Oct. 24, 2012
Athletics Communication Services
To hear Kenny Lofton describe it, the choice seemed simple. If the postseason was the sporting pinnacle, then he was going to do his all to strive for that goal.
With Major League Baseball's World Series set to begin tonight, few players have had as many trips to the postseason as Lofton's 11, including two appearances in the Fall Classic.
"I was a competitor," he said. "When I was young and found out that the postseason was the highest level you could go, I knew that I wanted to compete in it."
Lute Olson, his college coach agreed.
"Obviously, Kenny is a great athlete, but he is also a competitor with a great work ethic and a passion for everything he does."
He certainly found the postseason often, and managed to reach it on practically every level imaginable.
As a basketball player, Lofton led his East Chicago (Ind.) Washington High School squad to the 1985 state finals. He also was a key member of Arizona's memorable 1988 Final Four team.
When his career path veered towards baseball, the postseason success didn't slow, as he was a part of the Tucson Toros' 1991 AAA championship prior to his run of MLB postseason appearances.
Possibly more impressive than the 11 postseason appearances during his 17-year Major League career, is the fact that Lofton made the postseason with six different organizations: Cleveland (1995, '96, '98, '99, 2001, '07), Atlanta (1997), San Francisco (2002), Chicago Cubs (2003), New York Yankees (2004) and the Los Angeles Dodgers (2006).
Lofton saw action in 95 career postseason games, appearing in 20 total series and was on the winning end nine times.
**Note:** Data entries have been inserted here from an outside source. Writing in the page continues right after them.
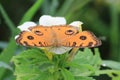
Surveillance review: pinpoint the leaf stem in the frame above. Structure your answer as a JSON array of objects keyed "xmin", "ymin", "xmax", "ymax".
[
  {"xmin": 67, "ymin": 48, "xmax": 79, "ymax": 62},
  {"xmin": 0, "ymin": 4, "xmax": 16, "ymax": 36},
  {"xmin": 109, "ymin": 3, "xmax": 119, "ymax": 61}
]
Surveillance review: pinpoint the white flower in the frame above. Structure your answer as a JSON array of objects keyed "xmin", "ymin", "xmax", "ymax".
[
  {"xmin": 16, "ymin": 15, "xmax": 83, "ymax": 54},
  {"xmin": 69, "ymin": 21, "xmax": 83, "ymax": 28},
  {"xmin": 39, "ymin": 15, "xmax": 66, "ymax": 26},
  {"xmin": 18, "ymin": 22, "xmax": 37, "ymax": 31}
]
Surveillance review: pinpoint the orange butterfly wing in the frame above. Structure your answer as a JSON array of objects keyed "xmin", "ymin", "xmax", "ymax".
[
  {"xmin": 16, "ymin": 26, "xmax": 53, "ymax": 47},
  {"xmin": 62, "ymin": 31, "xmax": 101, "ymax": 47},
  {"xmin": 49, "ymin": 25, "xmax": 79, "ymax": 46},
  {"xmin": 16, "ymin": 25, "xmax": 101, "ymax": 48}
]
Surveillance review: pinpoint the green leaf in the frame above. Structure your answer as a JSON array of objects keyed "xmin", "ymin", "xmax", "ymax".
[
  {"xmin": 91, "ymin": 48, "xmax": 102, "ymax": 70},
  {"xmin": 0, "ymin": 1, "xmax": 44, "ymax": 79},
  {"xmin": 0, "ymin": 61, "xmax": 13, "ymax": 71},
  {"xmin": 65, "ymin": 0, "xmax": 91, "ymax": 20},
  {"xmin": 102, "ymin": 60, "xmax": 120, "ymax": 70},
  {"xmin": 0, "ymin": 4, "xmax": 18, "ymax": 80},
  {"xmin": 0, "ymin": 38, "xmax": 17, "ymax": 79},
  {"xmin": 56, "ymin": 0, "xmax": 74, "ymax": 16},
  {"xmin": 75, "ymin": 76, "xmax": 95, "ymax": 80},
  {"xmin": 68, "ymin": 63, "xmax": 95, "ymax": 76},
  {"xmin": 69, "ymin": 48, "xmax": 101, "ymax": 77},
  {"xmin": 72, "ymin": 48, "xmax": 101, "ymax": 67},
  {"xmin": 49, "ymin": 0, "xmax": 59, "ymax": 15},
  {"xmin": 108, "ymin": 71, "xmax": 120, "ymax": 80},
  {"xmin": 61, "ymin": 68, "xmax": 75, "ymax": 80},
  {"xmin": 17, "ymin": 71, "xmax": 53, "ymax": 80},
  {"xmin": 2, "ymin": 70, "xmax": 15, "ymax": 80},
  {"xmin": 81, "ymin": 8, "xmax": 109, "ymax": 36},
  {"xmin": 12, "ymin": 49, "xmax": 53, "ymax": 80},
  {"xmin": 33, "ymin": 71, "xmax": 54, "ymax": 80},
  {"xmin": 72, "ymin": 48, "xmax": 93, "ymax": 64},
  {"xmin": 109, "ymin": 1, "xmax": 119, "ymax": 61},
  {"xmin": 0, "ymin": 4, "xmax": 16, "ymax": 35},
  {"xmin": 95, "ymin": 70, "xmax": 120, "ymax": 80}
]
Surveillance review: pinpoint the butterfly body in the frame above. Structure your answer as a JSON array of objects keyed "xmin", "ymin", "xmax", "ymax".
[{"xmin": 16, "ymin": 25, "xmax": 101, "ymax": 48}]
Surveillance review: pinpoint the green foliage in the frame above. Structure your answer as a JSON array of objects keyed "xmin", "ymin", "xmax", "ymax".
[
  {"xmin": 102, "ymin": 60, "xmax": 120, "ymax": 70},
  {"xmin": 12, "ymin": 49, "xmax": 52, "ymax": 80},
  {"xmin": 19, "ymin": 0, "xmax": 44, "ymax": 24},
  {"xmin": 0, "ymin": 4, "xmax": 16, "ymax": 35},
  {"xmin": 69, "ymin": 48, "xmax": 101, "ymax": 77},
  {"xmin": 0, "ymin": 1, "xmax": 43, "ymax": 79},
  {"xmin": 0, "ymin": 61, "xmax": 13, "ymax": 71},
  {"xmin": 11, "ymin": 48, "xmax": 120, "ymax": 80},
  {"xmin": 75, "ymin": 76, "xmax": 95, "ymax": 80}
]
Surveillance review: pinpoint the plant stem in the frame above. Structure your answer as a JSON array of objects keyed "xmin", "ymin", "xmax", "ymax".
[
  {"xmin": 0, "ymin": 4, "xmax": 16, "ymax": 36},
  {"xmin": 67, "ymin": 48, "xmax": 79, "ymax": 61},
  {"xmin": 109, "ymin": 3, "xmax": 119, "ymax": 61}
]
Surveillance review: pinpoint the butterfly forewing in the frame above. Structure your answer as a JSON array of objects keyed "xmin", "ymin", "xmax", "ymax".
[{"xmin": 16, "ymin": 26, "xmax": 53, "ymax": 47}]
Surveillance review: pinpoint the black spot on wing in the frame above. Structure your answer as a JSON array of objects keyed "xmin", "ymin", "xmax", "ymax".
[
  {"xmin": 72, "ymin": 42, "xmax": 77, "ymax": 47},
  {"xmin": 27, "ymin": 36, "xmax": 34, "ymax": 40},
  {"xmin": 34, "ymin": 30, "xmax": 43, "ymax": 36},
  {"xmin": 65, "ymin": 29, "xmax": 75, "ymax": 35},
  {"xmin": 39, "ymin": 42, "xmax": 44, "ymax": 46},
  {"xmin": 43, "ymin": 42, "xmax": 48, "ymax": 46},
  {"xmin": 86, "ymin": 31, "xmax": 102, "ymax": 46},
  {"xmin": 79, "ymin": 36, "xmax": 87, "ymax": 40},
  {"xmin": 23, "ymin": 41, "xmax": 29, "ymax": 46},
  {"xmin": 79, "ymin": 43, "xmax": 83, "ymax": 47},
  {"xmin": 88, "ymin": 42, "xmax": 93, "ymax": 47},
  {"xmin": 33, "ymin": 44, "xmax": 37, "ymax": 46}
]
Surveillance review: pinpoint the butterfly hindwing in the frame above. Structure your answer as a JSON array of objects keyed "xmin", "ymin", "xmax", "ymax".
[{"xmin": 62, "ymin": 31, "xmax": 101, "ymax": 48}]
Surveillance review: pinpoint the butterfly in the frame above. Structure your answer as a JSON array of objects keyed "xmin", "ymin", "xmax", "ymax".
[{"xmin": 16, "ymin": 25, "xmax": 101, "ymax": 48}]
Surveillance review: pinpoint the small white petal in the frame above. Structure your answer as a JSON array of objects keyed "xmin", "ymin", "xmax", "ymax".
[
  {"xmin": 15, "ymin": 35, "xmax": 19, "ymax": 40},
  {"xmin": 46, "ymin": 47, "xmax": 72, "ymax": 54},
  {"xmin": 69, "ymin": 21, "xmax": 83, "ymax": 28},
  {"xmin": 18, "ymin": 22, "xmax": 37, "ymax": 31},
  {"xmin": 39, "ymin": 15, "xmax": 66, "ymax": 26}
]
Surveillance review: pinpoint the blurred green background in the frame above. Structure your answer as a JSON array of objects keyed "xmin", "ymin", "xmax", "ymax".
[{"xmin": 0, "ymin": 0, "xmax": 120, "ymax": 80}]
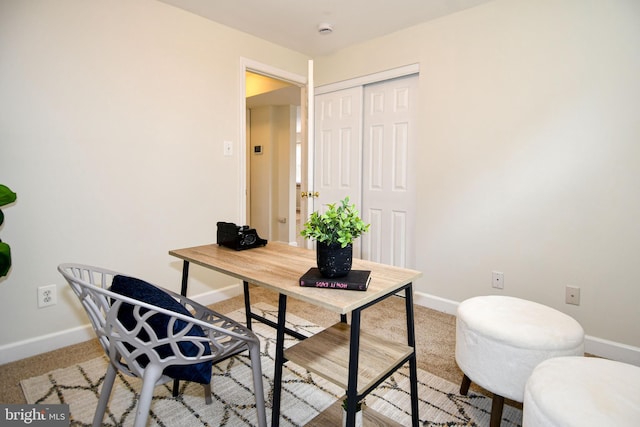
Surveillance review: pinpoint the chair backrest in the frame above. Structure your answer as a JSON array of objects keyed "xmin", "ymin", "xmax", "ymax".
[{"xmin": 58, "ymin": 263, "xmax": 217, "ymax": 382}]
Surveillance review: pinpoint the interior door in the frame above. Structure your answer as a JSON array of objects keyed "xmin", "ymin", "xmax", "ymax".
[
  {"xmin": 313, "ymin": 86, "xmax": 364, "ymax": 255},
  {"xmin": 361, "ymin": 74, "xmax": 418, "ymax": 268}
]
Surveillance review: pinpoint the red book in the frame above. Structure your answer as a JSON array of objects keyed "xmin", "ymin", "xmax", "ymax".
[{"xmin": 299, "ymin": 268, "xmax": 371, "ymax": 291}]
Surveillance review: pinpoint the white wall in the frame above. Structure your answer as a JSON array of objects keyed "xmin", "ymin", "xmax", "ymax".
[
  {"xmin": 248, "ymin": 106, "xmax": 272, "ymax": 238},
  {"xmin": 0, "ymin": 0, "xmax": 308, "ymax": 362},
  {"xmin": 315, "ymin": 0, "xmax": 640, "ymax": 355},
  {"xmin": 275, "ymin": 105, "xmax": 297, "ymax": 243}
]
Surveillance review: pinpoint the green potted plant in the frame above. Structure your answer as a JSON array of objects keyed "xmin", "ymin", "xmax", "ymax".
[
  {"xmin": 0, "ymin": 184, "xmax": 17, "ymax": 277},
  {"xmin": 300, "ymin": 197, "xmax": 370, "ymax": 278}
]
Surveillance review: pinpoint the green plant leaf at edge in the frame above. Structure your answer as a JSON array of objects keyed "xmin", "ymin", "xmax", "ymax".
[
  {"xmin": 0, "ymin": 241, "xmax": 11, "ymax": 277},
  {"xmin": 0, "ymin": 185, "xmax": 17, "ymax": 207}
]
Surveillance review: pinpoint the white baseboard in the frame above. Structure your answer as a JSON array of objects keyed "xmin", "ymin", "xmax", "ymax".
[
  {"xmin": 189, "ymin": 283, "xmax": 243, "ymax": 307},
  {"xmin": 3, "ymin": 287, "xmax": 638, "ymax": 368},
  {"xmin": 584, "ymin": 335, "xmax": 640, "ymax": 366},
  {"xmin": 0, "ymin": 325, "xmax": 97, "ymax": 366},
  {"xmin": 413, "ymin": 290, "xmax": 640, "ymax": 367},
  {"xmin": 0, "ymin": 284, "xmax": 243, "ymax": 366},
  {"xmin": 413, "ymin": 291, "xmax": 459, "ymax": 315}
]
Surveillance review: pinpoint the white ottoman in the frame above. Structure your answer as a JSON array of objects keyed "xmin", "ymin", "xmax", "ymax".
[
  {"xmin": 524, "ymin": 356, "xmax": 640, "ymax": 426},
  {"xmin": 455, "ymin": 296, "xmax": 584, "ymax": 427}
]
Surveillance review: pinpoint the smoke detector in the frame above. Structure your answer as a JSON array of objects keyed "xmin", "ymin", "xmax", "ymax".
[{"xmin": 318, "ymin": 23, "xmax": 333, "ymax": 35}]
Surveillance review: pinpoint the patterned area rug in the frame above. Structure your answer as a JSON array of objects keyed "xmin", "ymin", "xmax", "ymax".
[{"xmin": 21, "ymin": 303, "xmax": 522, "ymax": 426}]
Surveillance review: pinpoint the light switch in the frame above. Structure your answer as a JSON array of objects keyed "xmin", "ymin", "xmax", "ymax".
[{"xmin": 224, "ymin": 141, "xmax": 233, "ymax": 156}]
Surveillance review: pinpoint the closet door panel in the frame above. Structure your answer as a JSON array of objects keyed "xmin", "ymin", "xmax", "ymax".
[
  {"xmin": 313, "ymin": 86, "xmax": 364, "ymax": 255},
  {"xmin": 362, "ymin": 74, "xmax": 418, "ymax": 268}
]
His teams advanced to seven League Championship Series and he made World Series berths with Cleveland in 1995 and San Francisco in 2002.
"It was awesome," he said of his postseason experience. "When I got through it the first time (in 1995), I knew it was something that I wanted to be part of every year. The fun and excitement I experienced was unforgettable."
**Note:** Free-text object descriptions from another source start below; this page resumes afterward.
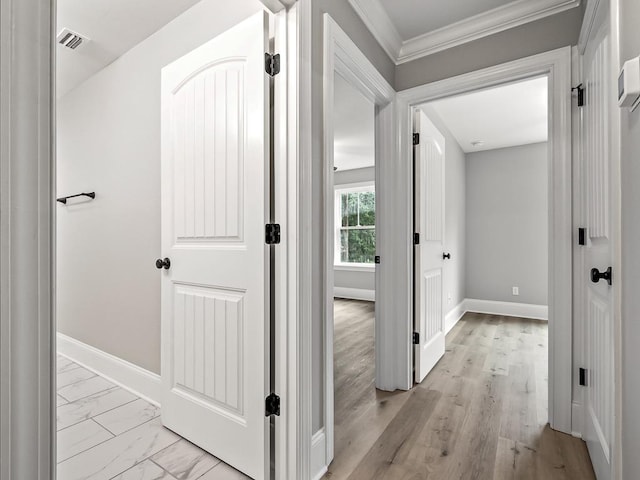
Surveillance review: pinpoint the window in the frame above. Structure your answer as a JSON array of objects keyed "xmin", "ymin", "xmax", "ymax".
[{"xmin": 335, "ymin": 183, "xmax": 375, "ymax": 267}]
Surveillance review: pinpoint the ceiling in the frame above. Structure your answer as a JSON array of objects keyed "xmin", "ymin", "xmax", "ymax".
[
  {"xmin": 379, "ymin": 0, "xmax": 512, "ymax": 41},
  {"xmin": 348, "ymin": 0, "xmax": 581, "ymax": 64},
  {"xmin": 56, "ymin": 0, "xmax": 201, "ymax": 97},
  {"xmin": 425, "ymin": 76, "xmax": 548, "ymax": 153},
  {"xmin": 333, "ymin": 73, "xmax": 375, "ymax": 171}
]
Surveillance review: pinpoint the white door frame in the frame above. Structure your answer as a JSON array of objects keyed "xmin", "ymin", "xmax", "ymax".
[
  {"xmin": 0, "ymin": 0, "xmax": 301, "ymax": 478},
  {"xmin": 319, "ymin": 13, "xmax": 397, "ymax": 474},
  {"xmin": 273, "ymin": 2, "xmax": 309, "ymax": 479},
  {"xmin": 397, "ymin": 47, "xmax": 574, "ymax": 434},
  {"xmin": 0, "ymin": 0, "xmax": 55, "ymax": 478}
]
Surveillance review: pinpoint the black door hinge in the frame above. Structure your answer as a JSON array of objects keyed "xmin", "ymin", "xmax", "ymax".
[
  {"xmin": 413, "ymin": 332, "xmax": 420, "ymax": 344},
  {"xmin": 579, "ymin": 368, "xmax": 587, "ymax": 386},
  {"xmin": 265, "ymin": 53, "xmax": 281, "ymax": 77},
  {"xmin": 265, "ymin": 224, "xmax": 281, "ymax": 244},
  {"xmin": 591, "ymin": 266, "xmax": 612, "ymax": 285},
  {"xmin": 414, "ymin": 233, "xmax": 420, "ymax": 245},
  {"xmin": 374, "ymin": 255, "xmax": 381, "ymax": 264},
  {"xmin": 572, "ymin": 84, "xmax": 585, "ymax": 107},
  {"xmin": 265, "ymin": 393, "xmax": 280, "ymax": 416},
  {"xmin": 413, "ymin": 133, "xmax": 420, "ymax": 145},
  {"xmin": 578, "ymin": 227, "xmax": 586, "ymax": 246}
]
A career .299 hitter in his regular-season career who was a six-time All-Star, Lofton often rose to the occasion in the postseason, hitting .300 or better in six different series with a best of .458 (11-of-24) with five stolen bases in the 1995 ALCS against Seattle.
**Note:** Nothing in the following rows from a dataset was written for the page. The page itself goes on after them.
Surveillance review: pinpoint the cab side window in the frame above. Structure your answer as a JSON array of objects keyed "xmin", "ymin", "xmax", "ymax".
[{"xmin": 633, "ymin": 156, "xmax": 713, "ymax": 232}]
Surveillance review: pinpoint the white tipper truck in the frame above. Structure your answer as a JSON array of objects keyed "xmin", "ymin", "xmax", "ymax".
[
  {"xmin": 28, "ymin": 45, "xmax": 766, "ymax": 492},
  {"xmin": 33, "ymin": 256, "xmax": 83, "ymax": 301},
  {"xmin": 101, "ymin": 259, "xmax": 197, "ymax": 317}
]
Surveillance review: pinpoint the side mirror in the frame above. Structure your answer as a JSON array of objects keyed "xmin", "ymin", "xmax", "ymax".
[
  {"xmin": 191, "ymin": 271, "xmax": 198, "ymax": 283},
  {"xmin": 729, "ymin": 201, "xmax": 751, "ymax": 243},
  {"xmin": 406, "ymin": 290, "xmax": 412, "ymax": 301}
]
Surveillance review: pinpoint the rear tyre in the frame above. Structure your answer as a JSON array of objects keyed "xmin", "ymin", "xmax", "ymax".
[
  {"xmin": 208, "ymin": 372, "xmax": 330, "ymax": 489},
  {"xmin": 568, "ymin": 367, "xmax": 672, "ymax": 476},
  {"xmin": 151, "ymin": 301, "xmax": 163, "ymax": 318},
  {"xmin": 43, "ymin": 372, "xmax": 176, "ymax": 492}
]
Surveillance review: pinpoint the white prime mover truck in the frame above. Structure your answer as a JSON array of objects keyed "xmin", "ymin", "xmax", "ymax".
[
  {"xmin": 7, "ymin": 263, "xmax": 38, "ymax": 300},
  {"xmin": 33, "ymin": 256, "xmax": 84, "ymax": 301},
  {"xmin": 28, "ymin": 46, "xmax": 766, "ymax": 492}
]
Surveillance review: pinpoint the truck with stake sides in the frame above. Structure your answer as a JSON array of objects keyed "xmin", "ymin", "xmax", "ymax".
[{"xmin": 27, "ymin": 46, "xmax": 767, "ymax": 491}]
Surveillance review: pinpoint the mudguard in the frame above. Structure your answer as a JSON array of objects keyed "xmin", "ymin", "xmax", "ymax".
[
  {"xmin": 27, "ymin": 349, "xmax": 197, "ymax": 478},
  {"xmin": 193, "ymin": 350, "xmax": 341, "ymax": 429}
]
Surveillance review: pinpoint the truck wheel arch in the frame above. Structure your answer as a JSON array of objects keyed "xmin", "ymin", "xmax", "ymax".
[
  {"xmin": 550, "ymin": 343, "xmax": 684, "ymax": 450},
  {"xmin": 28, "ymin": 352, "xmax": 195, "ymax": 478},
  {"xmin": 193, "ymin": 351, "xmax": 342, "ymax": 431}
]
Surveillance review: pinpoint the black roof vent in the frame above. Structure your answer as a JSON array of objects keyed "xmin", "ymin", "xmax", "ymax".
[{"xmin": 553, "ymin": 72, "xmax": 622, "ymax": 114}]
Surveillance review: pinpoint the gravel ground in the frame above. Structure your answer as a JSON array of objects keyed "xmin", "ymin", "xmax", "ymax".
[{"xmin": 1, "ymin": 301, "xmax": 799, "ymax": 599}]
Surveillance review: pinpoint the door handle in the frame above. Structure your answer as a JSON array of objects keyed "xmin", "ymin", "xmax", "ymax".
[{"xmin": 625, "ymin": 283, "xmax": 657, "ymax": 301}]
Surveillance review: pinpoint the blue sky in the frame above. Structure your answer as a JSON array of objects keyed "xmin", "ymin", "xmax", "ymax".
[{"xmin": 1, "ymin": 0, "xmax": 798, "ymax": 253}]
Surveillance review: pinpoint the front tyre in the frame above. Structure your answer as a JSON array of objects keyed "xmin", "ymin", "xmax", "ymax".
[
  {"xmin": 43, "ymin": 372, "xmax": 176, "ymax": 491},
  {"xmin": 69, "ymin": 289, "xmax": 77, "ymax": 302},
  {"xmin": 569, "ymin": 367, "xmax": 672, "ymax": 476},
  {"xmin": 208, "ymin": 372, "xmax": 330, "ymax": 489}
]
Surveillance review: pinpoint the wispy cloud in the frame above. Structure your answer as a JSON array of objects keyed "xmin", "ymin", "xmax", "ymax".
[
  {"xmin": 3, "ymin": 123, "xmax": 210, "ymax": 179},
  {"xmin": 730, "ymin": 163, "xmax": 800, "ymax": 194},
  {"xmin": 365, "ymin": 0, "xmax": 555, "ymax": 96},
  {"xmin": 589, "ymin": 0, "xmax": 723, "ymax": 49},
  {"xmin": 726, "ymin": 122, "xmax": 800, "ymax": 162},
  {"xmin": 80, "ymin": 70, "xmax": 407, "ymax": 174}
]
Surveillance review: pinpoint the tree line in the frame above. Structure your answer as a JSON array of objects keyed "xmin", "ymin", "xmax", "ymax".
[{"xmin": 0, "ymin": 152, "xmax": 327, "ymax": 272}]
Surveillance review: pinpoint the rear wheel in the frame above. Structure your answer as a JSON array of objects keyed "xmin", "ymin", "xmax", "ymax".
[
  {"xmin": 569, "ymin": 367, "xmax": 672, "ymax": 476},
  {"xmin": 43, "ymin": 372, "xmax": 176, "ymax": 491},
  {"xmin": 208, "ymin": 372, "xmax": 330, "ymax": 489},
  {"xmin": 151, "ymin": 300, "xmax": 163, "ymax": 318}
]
He doesn't cite a desire for postseason heroics, just the simplicity of doing his job on a daily basis.
"I always felt the most important thing in every situation is to do your part because if you do that and let everyone else feel the same way, then the team will be successful," Lofton said. "I tried to stick to that philosophy my whole career because if I did my job as a leadoff hitter and did my best, then that was going to help my team get to the next level. I couldn't do it by myself, but I had teammates who also did their jobs."
That attitude was prevalent and perhaps forged in McKale Center, as Lofton and his UA teammates helped to build a championship basketball program in Tucson. In his four seasons at Arizona, the Wildcats won 105 games, the school's first three Pac-12 Conference championships and made the first trip to the Final Four. Individually, he averaged 4.8 rebounds, 2.5 assists and 1.6 steals per game in 129 career appearances. He set a school record with 67 steals in 1988-89 and still ranks fifth on UA's career steals list with 200.
"We have a very strong bond," he said. "To this day, we know we were part of something special, and it keeps us close.
"The first thing was we had great camaraderie; we respected each person," Lofton continued. "The thing you have to understand first is the concept of team. Once you put team first and everything else second, then that is how you win. Our team thought about the team. We were friends on and off the court and enjoyed each other's company, and it showed on the court."
Success seems to follow that 1988 Wildcat club, as six of its players went on to play in the NBA and win nine championship rings. Others have succeeded in entertainment and private business.
Lofton's UA teammate Harvey Mason, himself a six-time Grammy Award-winning songwriter, record and movie producer, credits the creative environment shared during those practices and games guided by Olson.
"We learned a lot from Coach Olson," Mason said. "Everyone on the team was young, very impressionable and very sharp. We were open to learning and being around players and coaches like Coach Olson, Steve Kerr, Sean Elliott; everybody influenced everyone else, and those types of positive things rubbed off onto all of us."
Mason says there is a kind of competitive pride that goes into seeing your teammates achieve their goals.
"It meant everything to me to see my teammates win a championship or play in the playoffs," said Mason. "On the flip side, when I accomplished something great, my motivation would be the same. For me, I looked at my teammates as mentors, even if they were the same age as me, because they inspired me and I wanted to make them proud."
When asked to compare playing in the World Series to the Final Four, Lofton identified the sudden-death nature of the NCAA Tournament as something unique when pitched against a best-of-seven scenario.
"The opportunity to get to the Final Four is very limited," Lofton said. "In this perspective, getting to the Final Four is something really special, even more special than playing in the World Series because it's win or go home and not a series. When I played in the Final Four, it was an experience that I can't even describe because it was the most exciting thing that ever happened to me at that point in my life."